Hua Yuansheng, Mou Lichao, Lin Jianzhe, Heidler Konrad, Zhu Xiao Xiang
Remote Sensing Technology Institute (IMF), German Aerospace Center (DLR), Oberpfaffenhofen, 82234 Wessling, Germany.
Data Science in Earth Observation (SiPEO), Technical University of Munich (TUM), Arcisstr. 21, 80333 Munich, Germany.
ISPRS J Photogramm Remote Sens. 2021 Jul;177:89-102. doi: 10.1016/j.isprsjprs.2021.04.006.

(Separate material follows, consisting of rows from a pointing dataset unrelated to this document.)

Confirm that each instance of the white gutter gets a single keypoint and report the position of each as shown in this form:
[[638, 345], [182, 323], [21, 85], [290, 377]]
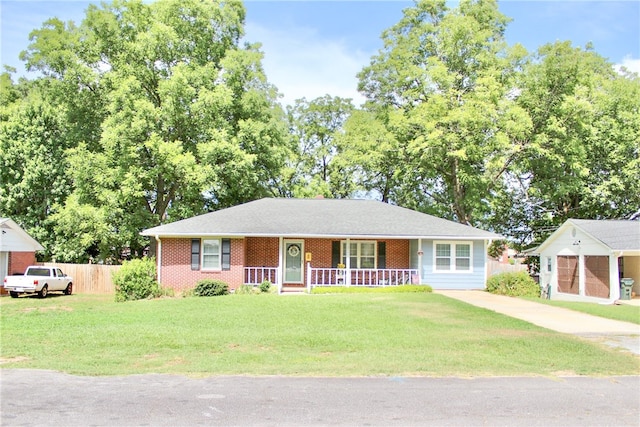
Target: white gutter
[[322, 236]]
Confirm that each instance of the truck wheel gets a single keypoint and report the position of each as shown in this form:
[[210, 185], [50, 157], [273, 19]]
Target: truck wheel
[[43, 292]]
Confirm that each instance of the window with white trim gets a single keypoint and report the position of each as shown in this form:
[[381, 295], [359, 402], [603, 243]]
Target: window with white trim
[[211, 254], [362, 254], [453, 256]]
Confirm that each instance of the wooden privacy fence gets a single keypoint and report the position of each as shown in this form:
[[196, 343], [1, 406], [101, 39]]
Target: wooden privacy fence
[[89, 278]]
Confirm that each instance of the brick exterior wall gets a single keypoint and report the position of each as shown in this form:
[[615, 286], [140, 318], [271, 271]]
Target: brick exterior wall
[[262, 251], [176, 270], [398, 254]]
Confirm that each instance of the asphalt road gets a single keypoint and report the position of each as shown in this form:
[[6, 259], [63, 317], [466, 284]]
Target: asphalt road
[[39, 398]]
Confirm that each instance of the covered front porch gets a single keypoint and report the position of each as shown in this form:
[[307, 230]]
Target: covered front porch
[[312, 262], [335, 277]]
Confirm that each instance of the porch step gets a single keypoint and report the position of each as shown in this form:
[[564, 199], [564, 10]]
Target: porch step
[[294, 289]]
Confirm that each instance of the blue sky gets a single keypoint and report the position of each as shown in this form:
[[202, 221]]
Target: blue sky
[[313, 48]]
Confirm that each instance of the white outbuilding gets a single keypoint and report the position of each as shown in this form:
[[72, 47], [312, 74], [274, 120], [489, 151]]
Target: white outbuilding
[[588, 260]]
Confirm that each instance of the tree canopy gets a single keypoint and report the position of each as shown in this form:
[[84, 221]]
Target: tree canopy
[[146, 113]]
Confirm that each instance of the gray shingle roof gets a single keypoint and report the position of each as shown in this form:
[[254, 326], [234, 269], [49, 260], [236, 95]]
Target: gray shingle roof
[[616, 234], [319, 218]]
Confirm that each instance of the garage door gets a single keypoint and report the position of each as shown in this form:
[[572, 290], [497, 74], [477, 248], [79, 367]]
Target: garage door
[[568, 274], [596, 272]]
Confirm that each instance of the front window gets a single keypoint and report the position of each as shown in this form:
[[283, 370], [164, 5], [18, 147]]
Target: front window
[[211, 254], [453, 257], [361, 254]]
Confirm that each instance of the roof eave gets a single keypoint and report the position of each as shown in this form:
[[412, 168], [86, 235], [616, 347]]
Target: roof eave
[[318, 236]]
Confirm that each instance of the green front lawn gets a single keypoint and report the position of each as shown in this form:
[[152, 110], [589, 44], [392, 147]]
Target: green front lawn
[[324, 335], [626, 313]]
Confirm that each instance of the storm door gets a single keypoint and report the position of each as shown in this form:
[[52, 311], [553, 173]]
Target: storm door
[[293, 261]]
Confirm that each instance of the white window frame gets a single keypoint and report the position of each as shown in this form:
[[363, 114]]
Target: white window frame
[[203, 253], [358, 255], [452, 257]]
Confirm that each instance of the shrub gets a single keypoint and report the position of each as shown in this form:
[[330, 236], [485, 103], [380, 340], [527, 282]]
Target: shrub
[[265, 286], [245, 290], [136, 280], [514, 284], [210, 288]]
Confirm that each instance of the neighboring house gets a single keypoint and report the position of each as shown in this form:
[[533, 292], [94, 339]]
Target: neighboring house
[[584, 260], [17, 249], [302, 243]]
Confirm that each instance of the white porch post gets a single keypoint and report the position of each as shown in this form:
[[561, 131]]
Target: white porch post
[[348, 263], [420, 254], [280, 273], [159, 260], [614, 276]]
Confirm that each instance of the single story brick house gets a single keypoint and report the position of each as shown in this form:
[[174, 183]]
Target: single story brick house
[[17, 249], [585, 260], [302, 243]]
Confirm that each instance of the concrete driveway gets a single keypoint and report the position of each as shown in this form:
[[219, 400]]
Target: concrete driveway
[[611, 332]]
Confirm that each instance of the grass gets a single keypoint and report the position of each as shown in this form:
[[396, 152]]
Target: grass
[[313, 335], [625, 313]]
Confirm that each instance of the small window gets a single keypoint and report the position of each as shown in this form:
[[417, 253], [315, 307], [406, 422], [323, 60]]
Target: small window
[[453, 257], [211, 254]]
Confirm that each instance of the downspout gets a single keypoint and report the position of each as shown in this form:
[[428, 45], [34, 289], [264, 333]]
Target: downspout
[[487, 243], [159, 260]]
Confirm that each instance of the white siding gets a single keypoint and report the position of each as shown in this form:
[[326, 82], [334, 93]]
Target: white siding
[[458, 280]]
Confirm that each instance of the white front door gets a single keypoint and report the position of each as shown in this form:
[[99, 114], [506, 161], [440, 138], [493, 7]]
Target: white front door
[[293, 261]]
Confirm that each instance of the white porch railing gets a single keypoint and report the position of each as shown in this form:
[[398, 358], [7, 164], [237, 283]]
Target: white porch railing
[[257, 275], [361, 277]]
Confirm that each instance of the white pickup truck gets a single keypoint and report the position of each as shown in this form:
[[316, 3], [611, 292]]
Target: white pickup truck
[[40, 280]]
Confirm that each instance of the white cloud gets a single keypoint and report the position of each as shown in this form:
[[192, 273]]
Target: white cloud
[[630, 64], [301, 64]]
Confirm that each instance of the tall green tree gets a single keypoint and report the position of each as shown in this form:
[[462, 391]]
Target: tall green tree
[[34, 174], [188, 123], [580, 158], [314, 126], [442, 86]]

Aerial scene recognition is a fundamental visual task and has attracted an increasing research interest in the last few years. Most of current researches mainly deploy efforts to categorize an aerial image into one scene-level label, while in real-world scenarios, there often exist multiple scenes in a single image. Therefore, in this paper, we propose to take a step forward to a more practical and challenging task, namely multi-scene recognition in single images. Moreover, we note that manually yielding annotations for such a task is extraordinarily time- and labor-consuming. To address this, we propose a prototype-based memory network to recognize multiple scenes in a single image by leveraging massive well-annotated single-scene images. The proposed network consists of three key components: 1) a prototype learning module, 2) a prototype-inhabiting external memory, and 3) a multi-head attention-based memory retrieval module. To be more specific, we first learn the prototype representation of each aerial scene from single-scene aerial image datasets and store it in an external memory. Afterwards, a multi-head attention-based memory retrieval module is devised to retrieve scene prototypes relevant to query multi-scene images for final predictions. Notably, only a limited number of annotated multi-scene images are needed in the training phase. To facilitate the progress of aerial scene recognition, we produce a new multi-scene aerial image (MAI) dataset. Experimental results on variant dataset configurations demonstrate the effectiveness of our network. Our dataset and codes are publicly available.
航空场景识别是一项基本的视觉任务,在过去几年中引起了越来越多的研究兴趣。当前的大多数研究主要致力于将航空图像分类为一个场景级标签,而在现实世界场景中,单个图像中通常存在多个场景。因此,在本文中,我们提出向前迈进一步,开展一项更具实用性和挑战性的任务,即单图像中的多场景识别。此外,我们注意到,手动生成此类任务的注释非常耗时且费力。为了解决这个问题,我们提出了一种基于原型的记忆网络,通过利用大量标注良好的单场景图像来识别单图像中的多个场景。所提出的网络由三个关键组件组成:1)一个原型学习模块,2)一个驻留原型的外部存储器,以及3)一个基于多头注意力的记忆检索模块。更具体地说,我们首先从单场景航空图像数据集中学习每个航空场景的原型表示,并将其存储在外部存储器中。之后,设计一个基于多头注意力的记忆检索模块,以检索与查询多场景图像相关的场景原型,用于最终预测。值得注意的是,在训练阶段只需要有限数量的标注多场景图像。为了促进航空场景识别的进展,我们生成了一个新的多场景航空图像(MAI)数据集。在不同数据集配置上的实验结果证明了我们网络的有效性。我们的数据集和代码已公开可用。